Liberals mock Trump cronies who assert they will happily die to keep the
Dow Jones afloat. Where is our equivalent offer? What will we die for,
if not one another? Are we willing to contract deadly disease, in this
pandemic or the next, delivering sustenance to elderly neighbours? To
black-market ventilators out of windscreen-wiper motors and sheets of
plywood? To be arrested breaking quarantine in the act of doing what is
right and thrown into the plague-pits operated by the new normal, which
look rather like the plague-pits of centuries past? To be the
edelweißpiraten of the new normal? To step out of the iron lung?
What if the grand sacrifice you are called to make looks like cooking
dahl for pensioners far away from any front line, and embracing them
recklessly in their final agony? What if it looks like accepting a life
ten years shorter and harder on the hands? What if it looks like a
cytokine storm shredding the organs? What if it looks like the final
wind, which cannot and must not be resisted, for if you do it will break
your bones, turn you inside out, tear you limb from limb and leave you
gutless and floating on the breeze?
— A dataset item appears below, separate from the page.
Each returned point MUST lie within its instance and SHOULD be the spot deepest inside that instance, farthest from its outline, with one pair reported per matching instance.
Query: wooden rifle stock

What if the only thing to be done is
to be borne with it, to allow it to enter into you, to be aloft? In this
way you may survive for a year or two; perhaps more. We must hope that
it will be more. Sooner or later we will realize no wind now blows, save
that constituted of our own drifting flesh. Perhaps there never was. In
any case, we have chosen our path, and must be borne with it wherever it
will go.
Are you prepared for the conscientious objection from health?